Monastery information
- Full name: Ивановский монастырь
- Order: Russian Orthodox Church
- Established: 1243
- Disestablished: 1925
- Diocese: Pskov Eparchy

Site
- Location: Pskov, Pskov Oblast, Russia
- Coordinates: 57°49′33″N 28°19′05″E﻿ / ﻿57.82583°N 28.31806°E
- Public access: Yes

= Ivanovsky Monastery, Pskov =

Nunnery in Pskov, Russia

The Convent of Nativity of Saint John the Baptist (Ивановский монастырь) is a former Russian Orthodox nunnery in Pskov. It is notable for the katholikon, one of Russia's oldest churches, dating from the first half of the 12th century. The church is located at the city center, on the left bank of the Velikaya River, in the Zavelichye quarter. It currently belongs to Krypetsky Monastery. It is the second oldest building in Pskov after the katholikon of the Mirozhsky Monastery and was designated an architectural monument of federal significance (#6010016003). The Cathedral of Ioann Predtecha is part of the Churches of the Pskov School of Architecture, which became an World Heritage Site in 2019.

==History==
The construction date of the katholikon is traditionally estimated as the beginning of the 1140s. The studies of local Pskov architect, Sergey Mikhaylov, performed between 1970 and 1980, suggested the dates between 1124 and 1127. The Ivanovsky monastery was first mentioned in 1243. It was founded by Princess Efrosinya, the wife of Prince Yaroslav Vladimirovich of Pskov, who became a nun in the monastery. In 1243, she died and was buried in the cathedral. Later, a number of Pskov princesses also became nuns, and they were buried in the cathedral as well.

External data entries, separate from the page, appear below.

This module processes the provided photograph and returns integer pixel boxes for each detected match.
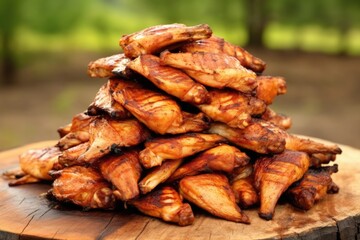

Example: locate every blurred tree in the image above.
[0,0,89,85]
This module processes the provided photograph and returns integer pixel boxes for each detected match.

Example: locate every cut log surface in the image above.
[0,141,360,240]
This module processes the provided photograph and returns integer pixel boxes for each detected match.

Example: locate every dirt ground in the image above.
[0,50,360,151]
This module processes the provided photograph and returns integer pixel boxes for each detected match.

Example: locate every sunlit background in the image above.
[0,0,360,150]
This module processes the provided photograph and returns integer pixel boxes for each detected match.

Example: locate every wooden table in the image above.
[0,141,360,240]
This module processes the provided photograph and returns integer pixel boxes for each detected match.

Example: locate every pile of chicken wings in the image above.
[8,24,341,226]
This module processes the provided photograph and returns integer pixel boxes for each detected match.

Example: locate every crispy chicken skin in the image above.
[129,186,194,226]
[88,53,130,78]
[256,76,287,105]
[113,84,208,134]
[5,147,61,186]
[99,150,142,202]
[56,113,96,150]
[209,121,285,154]
[287,164,338,210]
[87,79,131,119]
[179,173,250,223]
[168,144,250,182]
[113,84,183,134]
[197,89,266,128]
[230,164,260,208]
[49,166,115,209]
[77,118,150,164]
[261,107,292,130]
[139,133,226,168]
[254,150,310,220]
[139,159,183,194]
[119,23,212,58]
[180,35,266,73]
[127,54,209,104]
[160,51,256,93]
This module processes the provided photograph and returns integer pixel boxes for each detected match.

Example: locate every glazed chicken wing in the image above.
[99,150,142,202]
[129,186,194,226]
[5,147,61,186]
[139,159,183,194]
[256,76,287,105]
[160,51,256,93]
[179,173,250,223]
[254,150,310,220]
[230,164,260,208]
[180,35,266,73]
[87,79,131,119]
[88,53,130,78]
[49,166,115,209]
[168,144,250,182]
[120,23,212,58]
[127,54,209,104]
[113,87,208,134]
[139,133,225,168]
[197,89,266,128]
[261,107,292,130]
[209,122,285,154]
[287,164,338,210]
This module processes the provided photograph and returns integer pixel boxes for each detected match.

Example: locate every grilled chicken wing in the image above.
[88,53,130,78]
[77,118,150,163]
[113,87,208,134]
[197,89,266,128]
[120,23,212,58]
[254,150,310,220]
[5,147,61,186]
[129,186,194,226]
[56,113,96,150]
[87,79,131,119]
[127,54,209,104]
[179,173,250,223]
[230,164,260,208]
[160,51,256,93]
[168,144,250,182]
[209,122,285,154]
[256,76,287,105]
[180,35,266,73]
[139,133,225,168]
[99,150,142,202]
[139,159,183,194]
[261,107,292,130]
[287,164,338,210]
[49,166,115,209]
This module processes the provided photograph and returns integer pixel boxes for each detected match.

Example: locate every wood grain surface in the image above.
[0,141,360,240]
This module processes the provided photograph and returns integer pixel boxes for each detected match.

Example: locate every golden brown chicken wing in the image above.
[120,23,212,58]
[180,35,266,73]
[129,187,194,226]
[87,79,131,119]
[287,164,338,210]
[139,159,183,194]
[99,150,142,202]
[179,173,250,223]
[5,147,61,186]
[113,87,208,134]
[197,89,266,128]
[127,54,209,104]
[49,166,115,209]
[261,107,292,130]
[76,118,150,165]
[139,133,226,168]
[160,51,256,93]
[209,121,285,154]
[88,53,130,78]
[254,150,310,220]
[168,144,250,182]
[256,76,287,105]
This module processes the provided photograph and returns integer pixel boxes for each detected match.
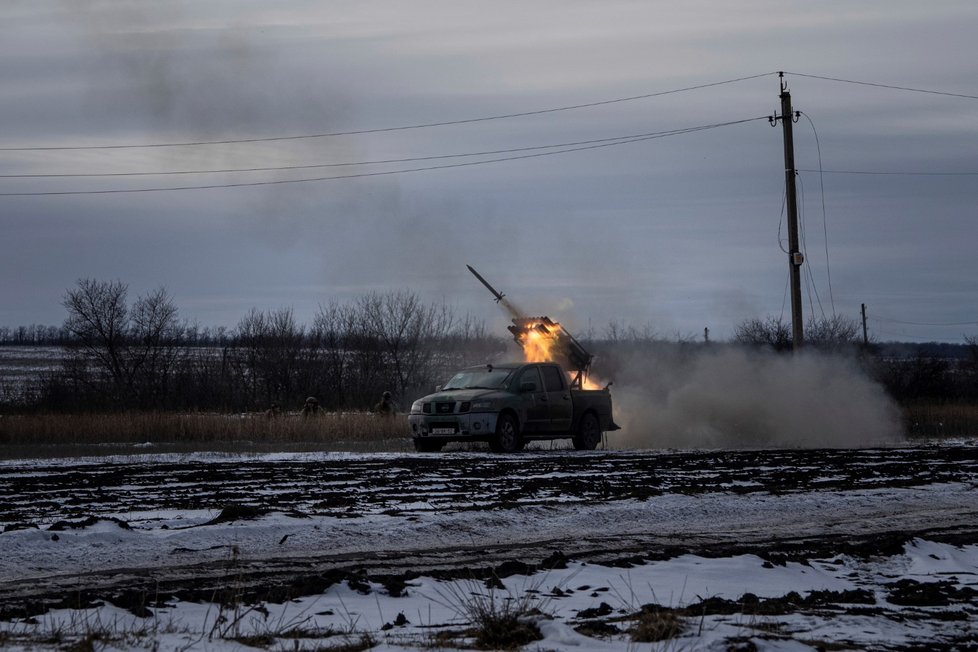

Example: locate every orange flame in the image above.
[519,322,601,389]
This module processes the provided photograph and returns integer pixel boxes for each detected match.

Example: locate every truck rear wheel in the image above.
[489,414,523,453]
[573,412,601,451]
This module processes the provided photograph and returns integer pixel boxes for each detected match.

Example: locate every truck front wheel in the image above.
[489,414,523,453]
[573,412,601,451]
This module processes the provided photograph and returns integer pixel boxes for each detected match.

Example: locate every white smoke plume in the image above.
[609,346,903,448]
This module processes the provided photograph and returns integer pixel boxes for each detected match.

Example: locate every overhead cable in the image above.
[784,70,978,100]
[0,72,774,152]
[796,168,978,177]
[0,116,767,197]
[873,315,978,326]
[0,123,756,179]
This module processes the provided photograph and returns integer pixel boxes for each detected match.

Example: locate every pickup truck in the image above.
[408,363,618,453]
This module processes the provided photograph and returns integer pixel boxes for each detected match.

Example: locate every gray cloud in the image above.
[0,1,978,339]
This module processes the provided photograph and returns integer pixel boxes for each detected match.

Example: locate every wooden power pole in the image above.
[771,72,805,351]
[862,303,869,346]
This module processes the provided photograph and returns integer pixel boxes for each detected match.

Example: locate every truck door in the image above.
[540,365,574,432]
[516,367,550,433]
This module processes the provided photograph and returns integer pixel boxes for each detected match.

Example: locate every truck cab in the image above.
[408,362,618,453]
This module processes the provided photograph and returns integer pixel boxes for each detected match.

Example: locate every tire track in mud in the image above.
[0,445,978,528]
[0,444,978,611]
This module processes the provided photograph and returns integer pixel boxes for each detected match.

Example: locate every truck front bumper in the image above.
[408,412,498,439]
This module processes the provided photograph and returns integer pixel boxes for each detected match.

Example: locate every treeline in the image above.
[15,279,505,412]
[735,315,978,406]
[0,279,978,412]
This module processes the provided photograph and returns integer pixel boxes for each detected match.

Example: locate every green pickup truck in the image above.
[408,363,618,453]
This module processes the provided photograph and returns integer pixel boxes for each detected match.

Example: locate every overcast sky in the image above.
[0,0,978,341]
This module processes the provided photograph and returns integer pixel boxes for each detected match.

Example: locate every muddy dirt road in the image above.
[0,441,978,611]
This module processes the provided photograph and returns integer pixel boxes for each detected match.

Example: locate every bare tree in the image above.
[62,279,180,406]
[805,315,860,351]
[61,279,129,402]
[734,317,791,351]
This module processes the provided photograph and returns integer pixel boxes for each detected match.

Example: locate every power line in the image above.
[796,111,835,317]
[797,168,978,177]
[0,116,767,197]
[0,123,740,179]
[784,71,978,100]
[0,72,774,152]
[873,315,978,326]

In 1615, during the Swedish siege of Pskov, the monastery was occupied by the Swedish army, and the katholikon was severely damaged. The monastery was closed in 1925. The building was subsequently used as a garage, a storage room, and a museum. In 1944, during World War II, there was a fire in the cathedral. In 1949-1959 it was restored. In 1991, the Cathedral of Nativity of Saint John the Baptist was returned to the Russian Orthodox Church, and in 2007, it was transferred to the Krypetsky Monastery.

==Architecture==
Unlike many other churches in Pskov, the Ivanovsky katholikon is made of limestone, with some additions of plinthite. It has three apses and three domes, and its architecture is close to that of the katholikons in Antoniev Monastery and Yuriev Monastery in Novgorod. Originally, the interior was covered by frescoes, but almost all of the frescoes were lost.

There is a belfry, built in the 16th century and adjoining the southwestern corner of the church.